Como a formiga roubou o jantar de um leão? Este não é o começo de uma das fábulas do escritor grego Esopo. É a conclusão de um novo estudo que mostra como a ruptura de uma pequena relação mútua na savana africana causou grandes impactos na cadeia alimentar de um animal.
Quando as formigas de cabeça-grande (Pheidole megacephala) invadem a savana, elas matam as formigas acácias nativas (gênero Crematogaster), roubando as árvores espinhosas (espécies dominantes em grande parte da África Oriental) de seus valentes defensores contra os elefantes famintos.
Sem formigas para mordê-los, os elefantes arrancam os espinhos, abrindo as pastagens, o que torna mais difícil para os leões emboscarem as zebras – a refeição preferida dos felinos. Por consequência, eles acabam caçando búfalos, aumentando o risco de morrerem na caçada.
As descobertas, publicadas na Revista Science, mostram que os efeitos das espécies invasoras podem ser muito indiretos – e sugerem que as mudanças em diferentes mutualismos, de baixo nível, também podem repercutir nas cadeias alimentares de outros ecossistemas.
Nos últimos 15 anos, o ecologista da vida selvagem Jake Goheen e seus colegas da Universidade de Wyoming, em Laramie (EUA), e da Ol Pejeta Conservancy (Unidade de conservação da vida selvagem), em Laikipia, Quênia, têm estudado como as formigas acácias protegem as árvores espinhosas. Quando um elefante tenta comer a árvore, “as formigas se juntam dentro de suas narinas e mordem de dentro para fora”, diz Goheen.
Os cientistas também estavam examinando como os leões da área de conservação procuram suas presas. “Uma das coisas que descobrimos… foi que os leões são muito mais eficazes, têm mais sucesso nas suas caçadas, em áreas onde a cobertura das árvores são mais altas”, destaca Goheen.
Mas o que acontece quando a cobertura das árvores diminui?
Para descobrir, Goheen e seus colegas colocaram coleiras em seis leoas dos bandos locais para rastrear suas atividades. A equipe também montou áreas experimentais onde as formigas cabeçudas haviam invadido e onde as formigas nativas ainda dominavam.
Conforme o estudo, a formiga cabeçuda chegou à área de conservação entre 2002 e 2005. “Achamos que provavelmente foi importada como produto”, levada para as casas ou acampamentos turísticos da região.

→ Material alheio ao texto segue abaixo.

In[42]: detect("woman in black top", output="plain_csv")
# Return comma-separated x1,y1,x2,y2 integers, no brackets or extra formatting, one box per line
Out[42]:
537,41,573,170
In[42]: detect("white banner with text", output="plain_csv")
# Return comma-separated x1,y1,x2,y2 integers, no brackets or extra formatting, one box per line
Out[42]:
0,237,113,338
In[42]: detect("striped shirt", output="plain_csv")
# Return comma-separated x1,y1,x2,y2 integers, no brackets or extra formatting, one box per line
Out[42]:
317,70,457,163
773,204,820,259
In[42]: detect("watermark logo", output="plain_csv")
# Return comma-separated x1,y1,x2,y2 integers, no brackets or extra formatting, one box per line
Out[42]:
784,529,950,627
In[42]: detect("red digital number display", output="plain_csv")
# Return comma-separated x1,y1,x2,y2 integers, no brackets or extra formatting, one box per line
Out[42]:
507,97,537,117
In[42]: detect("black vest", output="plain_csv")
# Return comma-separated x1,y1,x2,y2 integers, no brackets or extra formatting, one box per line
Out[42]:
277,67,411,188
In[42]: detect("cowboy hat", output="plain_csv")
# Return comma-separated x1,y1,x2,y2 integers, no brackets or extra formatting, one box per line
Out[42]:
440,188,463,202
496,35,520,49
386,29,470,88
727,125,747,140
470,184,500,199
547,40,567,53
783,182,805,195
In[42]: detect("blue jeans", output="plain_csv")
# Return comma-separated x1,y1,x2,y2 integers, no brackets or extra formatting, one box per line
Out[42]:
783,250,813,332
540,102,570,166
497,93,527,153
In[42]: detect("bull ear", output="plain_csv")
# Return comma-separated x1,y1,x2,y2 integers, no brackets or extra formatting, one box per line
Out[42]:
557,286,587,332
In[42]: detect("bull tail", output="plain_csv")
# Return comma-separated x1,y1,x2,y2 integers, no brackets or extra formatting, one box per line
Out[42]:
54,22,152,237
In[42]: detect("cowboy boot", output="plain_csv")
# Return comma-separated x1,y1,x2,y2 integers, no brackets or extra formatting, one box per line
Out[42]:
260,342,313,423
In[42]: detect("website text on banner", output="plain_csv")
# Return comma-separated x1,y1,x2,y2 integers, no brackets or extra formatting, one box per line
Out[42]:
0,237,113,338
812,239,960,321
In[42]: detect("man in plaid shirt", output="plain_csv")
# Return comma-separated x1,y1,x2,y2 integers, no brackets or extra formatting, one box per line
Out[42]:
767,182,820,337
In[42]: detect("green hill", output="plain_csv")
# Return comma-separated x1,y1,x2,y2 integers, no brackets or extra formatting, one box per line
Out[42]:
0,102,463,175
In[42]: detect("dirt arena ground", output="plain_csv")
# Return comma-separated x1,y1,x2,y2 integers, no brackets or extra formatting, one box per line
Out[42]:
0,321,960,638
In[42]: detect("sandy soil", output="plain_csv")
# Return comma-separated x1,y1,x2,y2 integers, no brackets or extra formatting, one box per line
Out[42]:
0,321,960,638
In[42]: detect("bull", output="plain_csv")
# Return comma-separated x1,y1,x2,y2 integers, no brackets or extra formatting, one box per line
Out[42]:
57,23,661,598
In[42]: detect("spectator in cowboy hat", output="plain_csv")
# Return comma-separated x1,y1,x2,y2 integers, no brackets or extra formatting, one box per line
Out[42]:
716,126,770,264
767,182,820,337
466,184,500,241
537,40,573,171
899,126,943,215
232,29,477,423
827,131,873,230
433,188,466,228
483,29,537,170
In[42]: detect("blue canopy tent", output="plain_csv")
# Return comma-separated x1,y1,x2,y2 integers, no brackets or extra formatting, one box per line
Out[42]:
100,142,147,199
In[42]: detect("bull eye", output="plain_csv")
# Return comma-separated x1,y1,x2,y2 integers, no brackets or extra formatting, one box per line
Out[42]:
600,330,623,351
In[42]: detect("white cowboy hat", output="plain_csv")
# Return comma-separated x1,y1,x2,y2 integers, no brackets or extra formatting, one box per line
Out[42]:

As cabeçudas matam as formigas acácias locais onde quer que as encontrem. E outros estudos mostraram que, sem a defesa das formigas, os elefantes derrubavam as árvores espinhosas com cinco a sete vezes mais frequência.
No estudo, os cientistas poderiam ter usado drones ou imagens de satélite para estudar a cobertura das árvores, mas “não temos esse dinheiro”, conta Goheen.
Em vez disso, os pesquisadores rastrearam seus leões com coleiras e, em seguida, ao encontrar restos de suas presas, usaram um telêmetro para medir a abertura da área.
As áreas com formigas de cabeça-grande tinham visibilidade 2,67 vezes maior do que as áreas sem formigas de cabeça-grande, o que significa que os leões podiam ver mais longe, mas o mesmo poderia acontecer com suas presas.
Os leões dependiam da cobertura das árvores para atacar as zebras: onde a visibilidade era baixa, a probabilidade de uma zebra ser morta era de 62%. Mas quando a visibilidade era elevada, a probabilidade de o leão abater uma zebra caía para 22%.
Ao longo dos três anos do estudo, os jantares de zebra – por parte dos leões – diminuíram de 67% para 42%. Mas os leões não passaram fome. Ao invés disso, eles optaram pela carne bovina. As mortes de búfalos aumentaram de zero para 42 por cento durante o período do estudo. “É uma dieta arriscada”, enfatiza Goheen. Os búfalos “são grandes e agressivos” e os leões que caçam búfalos têm maior probabilidade de se ferir.
O estudo também mostra que “a ruptura de um mutualismo (relação ecológica entre indivíduos de espécies diferentes) pode ter efeitos em cascata sobre outras espécies da região”, explica Emilio Bruna, ecologista vegetal da Universidade da Flórida, em Gainesville. “Esses efeitos podem ser inesperados e indiretos.”
A pesquisa é um sinal para os ecologistas ficarem atentos a outros pares, como a formiga acácia e o espinheiro, onde uma única relação especial é a base de todo um ecossistema. E um único formigueiro pode causar uma mudança em toda a savana.